Although MIoU and PA are commonly used as metrics for evaluating segmentation networks, in the specific laser welding application scene of this paper, a larger proportion of the background portion of the segmentation resulted in much larger values for MIoU and PA in the final training of the network model applied to the scene in this paper than in the segmentation of other scenes. The increase in MIoU points, while directly reflecting an increase in segmentation accuracy, does not directly reflect the success of the segmentation of the network model in the application scene (weld feature stripe segmentation), i.e., whether the key weld feature points are segmented successfully. Failure of the weld feature segmentation will result in the weld point coordinates not being extracted, which in turn will affect the subsequent control of the weld gun trajectory by the welding robot.

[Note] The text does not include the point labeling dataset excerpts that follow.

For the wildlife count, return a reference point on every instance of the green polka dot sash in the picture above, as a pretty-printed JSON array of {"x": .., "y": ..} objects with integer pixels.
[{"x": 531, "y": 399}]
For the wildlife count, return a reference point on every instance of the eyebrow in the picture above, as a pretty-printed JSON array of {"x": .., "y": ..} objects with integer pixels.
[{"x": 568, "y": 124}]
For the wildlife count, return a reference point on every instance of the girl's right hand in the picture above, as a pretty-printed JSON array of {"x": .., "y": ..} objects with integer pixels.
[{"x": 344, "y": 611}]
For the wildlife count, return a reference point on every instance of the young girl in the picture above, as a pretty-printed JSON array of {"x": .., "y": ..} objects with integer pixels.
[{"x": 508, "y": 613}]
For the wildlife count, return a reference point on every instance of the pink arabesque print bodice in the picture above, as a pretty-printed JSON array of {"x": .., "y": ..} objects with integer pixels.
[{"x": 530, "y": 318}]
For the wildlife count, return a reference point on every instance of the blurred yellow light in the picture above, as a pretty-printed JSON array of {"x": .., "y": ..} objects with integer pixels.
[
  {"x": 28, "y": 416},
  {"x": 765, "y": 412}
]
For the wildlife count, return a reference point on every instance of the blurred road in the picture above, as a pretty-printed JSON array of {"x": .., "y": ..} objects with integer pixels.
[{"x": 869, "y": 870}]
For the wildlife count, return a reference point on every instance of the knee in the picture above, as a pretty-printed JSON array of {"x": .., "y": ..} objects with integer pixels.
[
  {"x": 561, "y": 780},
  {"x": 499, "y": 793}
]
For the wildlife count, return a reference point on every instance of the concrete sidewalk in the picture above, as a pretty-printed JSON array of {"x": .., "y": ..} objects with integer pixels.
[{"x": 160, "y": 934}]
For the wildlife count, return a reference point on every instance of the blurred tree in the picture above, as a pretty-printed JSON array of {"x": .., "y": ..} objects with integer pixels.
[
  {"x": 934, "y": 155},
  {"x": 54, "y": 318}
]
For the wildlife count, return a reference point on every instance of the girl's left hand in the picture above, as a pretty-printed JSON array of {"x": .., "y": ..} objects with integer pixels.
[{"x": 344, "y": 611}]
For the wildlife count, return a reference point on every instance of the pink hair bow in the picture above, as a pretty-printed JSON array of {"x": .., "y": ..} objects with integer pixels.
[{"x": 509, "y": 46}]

To this end, this study also used the simplest and most direct way to measure the performance of the network model; that is, after the network had segmented 100 images, the segmentation success rate of the welding feature points was compared. Due to the small number of images in the test set, we needed more images for testing to obtain a more accurate success rate, so we additionally re-collected another 100 images with varying degrees of interference at the welding site for testing. The segmentation effect was tested on 100 images, and a comparison of the segmentation effect of eight extracted images is shown in
Figure 11.
From the figure, it can be seen that the network designed in this paper is more effective in segmenting the weld feature stripes compared to other similar networks. The segmentation can be considered successful when the center of the stripe can be extracted by the dynamic grey center-of-gravity method, the least-squares method can be used to fit a straight line (
Figure 12), and the specific pixel coordinates of the weld feature points can be accurately calculated. In (
c) of
Figure 12, there is still a small streak below the intersection point, and it can be judged that the feature point is below the left side of the intersection point, and therefore, the segmentation fails. The final segmentation success rate results for each network are shown in
Table 9.
After our network segmentation, it is almost always possible to complete a straight line fit and find the intersection point, although there are still some missing segments near the weld point. In contrast, the images segmented by other networks clearly show that most of the feature stripes near the critical weld points are missing in their entirety, making it impossible to continue to find the coordinates of the weld points. The network designed in this study achieved a success rate of 96% for the segmentation of 100 images, which is significantly higher than that of the other networks.